Despite the strength of the economy as demonstrated by the recent ACT budget, we are facing significant policy challenges, particularly in providing housing affordability for Canberrans.
The housing that is needed most in the market, is the missing middle – two and three-bedroom townhouses – desperately needed for rent and for purchase, for first-home buyers, low-income families and the empty nesters looking to age in place.
So, we were surprised and disappointed to learn on budget day that the charge, which is applied to the variation of a lease to develop from single residence to multiple dwellings, such as townhouses, will increase from $7500 to a whopping $30,000 per dwelling from July 1.
What this means is that in O’Connor, 200 metres from a light rail stop, where three standard residential blocks were to be amalgamated to build 16 townhouses, will now attract a charge of $480,000 before a single brick is laid.
Unfortunately, townhouses will never be built on this site, because with just three weeks warning the land instantly becomes more valuable with no development at all.
The government says the lease variation charge ensures a return to the community gained when the value of the land is increased by a change of use.

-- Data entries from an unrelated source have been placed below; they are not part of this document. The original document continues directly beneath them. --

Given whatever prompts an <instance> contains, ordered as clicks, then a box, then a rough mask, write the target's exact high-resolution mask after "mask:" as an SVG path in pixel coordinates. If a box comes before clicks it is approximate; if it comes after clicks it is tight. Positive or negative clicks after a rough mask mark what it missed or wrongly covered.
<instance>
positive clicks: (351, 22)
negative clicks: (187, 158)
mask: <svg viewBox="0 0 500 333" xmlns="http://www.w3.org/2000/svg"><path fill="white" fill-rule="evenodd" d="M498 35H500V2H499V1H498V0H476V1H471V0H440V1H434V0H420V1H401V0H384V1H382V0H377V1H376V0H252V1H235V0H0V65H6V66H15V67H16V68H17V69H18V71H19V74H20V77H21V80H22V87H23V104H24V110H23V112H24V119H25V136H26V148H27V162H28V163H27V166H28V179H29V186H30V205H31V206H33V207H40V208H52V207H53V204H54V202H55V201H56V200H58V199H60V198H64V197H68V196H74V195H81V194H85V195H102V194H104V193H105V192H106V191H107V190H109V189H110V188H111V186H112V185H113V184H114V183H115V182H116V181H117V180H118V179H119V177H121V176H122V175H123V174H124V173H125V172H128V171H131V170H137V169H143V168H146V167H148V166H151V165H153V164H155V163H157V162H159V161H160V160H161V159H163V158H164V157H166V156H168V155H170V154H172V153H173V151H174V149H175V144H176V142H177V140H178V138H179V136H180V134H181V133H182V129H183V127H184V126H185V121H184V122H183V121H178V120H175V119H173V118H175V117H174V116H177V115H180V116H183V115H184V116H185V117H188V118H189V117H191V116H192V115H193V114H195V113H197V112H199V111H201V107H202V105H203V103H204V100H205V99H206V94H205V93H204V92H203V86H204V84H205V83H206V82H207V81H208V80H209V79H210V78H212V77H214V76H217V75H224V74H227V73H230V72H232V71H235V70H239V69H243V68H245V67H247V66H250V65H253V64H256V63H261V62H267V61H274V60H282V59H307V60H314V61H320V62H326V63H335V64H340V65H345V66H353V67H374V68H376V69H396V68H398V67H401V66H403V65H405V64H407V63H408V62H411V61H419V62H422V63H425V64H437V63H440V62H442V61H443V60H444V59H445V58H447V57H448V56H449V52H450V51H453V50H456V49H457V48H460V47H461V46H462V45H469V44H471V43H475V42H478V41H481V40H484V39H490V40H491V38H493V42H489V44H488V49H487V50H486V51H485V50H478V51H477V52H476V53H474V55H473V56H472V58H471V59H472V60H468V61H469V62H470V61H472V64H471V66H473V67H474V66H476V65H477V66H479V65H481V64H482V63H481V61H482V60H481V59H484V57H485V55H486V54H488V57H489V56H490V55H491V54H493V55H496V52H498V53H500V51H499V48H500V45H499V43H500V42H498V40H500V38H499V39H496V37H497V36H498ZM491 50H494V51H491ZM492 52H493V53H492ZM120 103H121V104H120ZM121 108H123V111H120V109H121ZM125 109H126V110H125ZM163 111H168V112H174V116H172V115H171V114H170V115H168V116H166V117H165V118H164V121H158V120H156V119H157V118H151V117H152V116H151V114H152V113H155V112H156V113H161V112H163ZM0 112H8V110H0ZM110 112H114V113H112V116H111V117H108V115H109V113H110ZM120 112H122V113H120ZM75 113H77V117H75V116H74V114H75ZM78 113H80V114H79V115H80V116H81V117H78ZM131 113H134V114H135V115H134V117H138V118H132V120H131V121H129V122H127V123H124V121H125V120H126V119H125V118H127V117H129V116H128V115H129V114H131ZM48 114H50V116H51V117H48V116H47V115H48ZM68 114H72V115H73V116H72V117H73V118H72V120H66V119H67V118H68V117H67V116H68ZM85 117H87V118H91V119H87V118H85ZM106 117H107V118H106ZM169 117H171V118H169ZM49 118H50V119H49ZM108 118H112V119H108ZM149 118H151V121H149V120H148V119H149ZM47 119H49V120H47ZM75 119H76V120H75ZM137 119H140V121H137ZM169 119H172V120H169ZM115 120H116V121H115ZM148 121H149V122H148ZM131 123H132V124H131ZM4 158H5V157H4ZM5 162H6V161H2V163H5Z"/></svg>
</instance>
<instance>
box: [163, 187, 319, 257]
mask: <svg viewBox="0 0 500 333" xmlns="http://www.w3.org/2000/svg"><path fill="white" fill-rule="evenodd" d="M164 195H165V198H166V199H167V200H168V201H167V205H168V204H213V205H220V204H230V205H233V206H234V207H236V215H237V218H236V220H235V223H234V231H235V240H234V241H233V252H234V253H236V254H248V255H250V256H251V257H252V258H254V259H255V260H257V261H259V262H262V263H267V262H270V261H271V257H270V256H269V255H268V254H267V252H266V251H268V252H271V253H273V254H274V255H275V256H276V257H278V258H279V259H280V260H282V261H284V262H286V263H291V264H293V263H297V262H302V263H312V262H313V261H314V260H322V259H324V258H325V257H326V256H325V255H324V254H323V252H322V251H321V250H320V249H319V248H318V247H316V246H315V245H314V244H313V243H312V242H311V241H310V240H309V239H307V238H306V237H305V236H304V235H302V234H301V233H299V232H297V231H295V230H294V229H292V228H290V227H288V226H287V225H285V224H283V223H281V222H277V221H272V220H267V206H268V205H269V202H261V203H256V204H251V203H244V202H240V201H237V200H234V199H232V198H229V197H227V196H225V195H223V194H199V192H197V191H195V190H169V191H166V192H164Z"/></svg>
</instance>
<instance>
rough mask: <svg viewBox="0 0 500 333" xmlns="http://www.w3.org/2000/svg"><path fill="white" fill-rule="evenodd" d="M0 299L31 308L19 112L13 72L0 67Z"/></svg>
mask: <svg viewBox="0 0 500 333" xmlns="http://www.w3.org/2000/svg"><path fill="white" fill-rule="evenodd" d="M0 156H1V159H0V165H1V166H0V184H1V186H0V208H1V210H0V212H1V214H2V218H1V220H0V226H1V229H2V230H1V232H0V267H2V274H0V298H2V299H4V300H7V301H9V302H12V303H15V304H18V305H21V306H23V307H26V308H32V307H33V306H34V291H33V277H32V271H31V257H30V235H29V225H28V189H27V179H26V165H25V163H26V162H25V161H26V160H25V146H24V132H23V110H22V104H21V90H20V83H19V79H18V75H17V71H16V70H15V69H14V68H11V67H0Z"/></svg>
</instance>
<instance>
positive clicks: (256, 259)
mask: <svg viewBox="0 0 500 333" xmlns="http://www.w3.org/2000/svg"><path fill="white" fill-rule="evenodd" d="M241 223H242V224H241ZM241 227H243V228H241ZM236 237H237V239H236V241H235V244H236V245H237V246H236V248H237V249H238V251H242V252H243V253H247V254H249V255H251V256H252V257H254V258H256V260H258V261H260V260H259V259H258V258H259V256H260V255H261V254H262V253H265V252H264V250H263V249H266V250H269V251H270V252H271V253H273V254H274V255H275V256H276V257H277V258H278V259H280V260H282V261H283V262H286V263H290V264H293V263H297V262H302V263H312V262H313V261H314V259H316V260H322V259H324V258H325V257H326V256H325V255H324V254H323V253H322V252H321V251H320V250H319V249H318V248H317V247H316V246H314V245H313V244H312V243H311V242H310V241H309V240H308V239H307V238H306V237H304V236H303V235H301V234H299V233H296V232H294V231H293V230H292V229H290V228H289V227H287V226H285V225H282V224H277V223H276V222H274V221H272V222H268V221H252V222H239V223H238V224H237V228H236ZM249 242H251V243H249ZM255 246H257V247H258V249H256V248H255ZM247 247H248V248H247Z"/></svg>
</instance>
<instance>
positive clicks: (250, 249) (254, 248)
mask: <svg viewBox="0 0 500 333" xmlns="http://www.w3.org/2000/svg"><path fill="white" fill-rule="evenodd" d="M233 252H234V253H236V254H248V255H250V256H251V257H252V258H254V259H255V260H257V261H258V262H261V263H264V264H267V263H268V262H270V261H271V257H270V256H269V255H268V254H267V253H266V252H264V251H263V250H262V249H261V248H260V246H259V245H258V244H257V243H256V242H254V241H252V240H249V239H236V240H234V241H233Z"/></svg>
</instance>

But there must also be recognition that filling the missing middle in the housing market, also delivers a benefit to the community.
We are not saying that developers should pay no fees, charges or taxes. In fact, property related taxes and charges make up about 55 per cent of revenue collected.
But the government also needs to be aware that this budget delivered a blow that will set their ability to deliver affordable housing and urban renewal back many years.
The property sector needs warning of such a significant changing of the goal posts.
We need to be able to factor these charges into the price paid at the point of purchase for the land. We need to be consulted and we need a transition plan, and more broadly, we need a charging regime that is focused on delivering on the ambitious policy objectives of the government, rather than thwarting them.
Adina Cirson is ACT executive of the Property Council of Australia.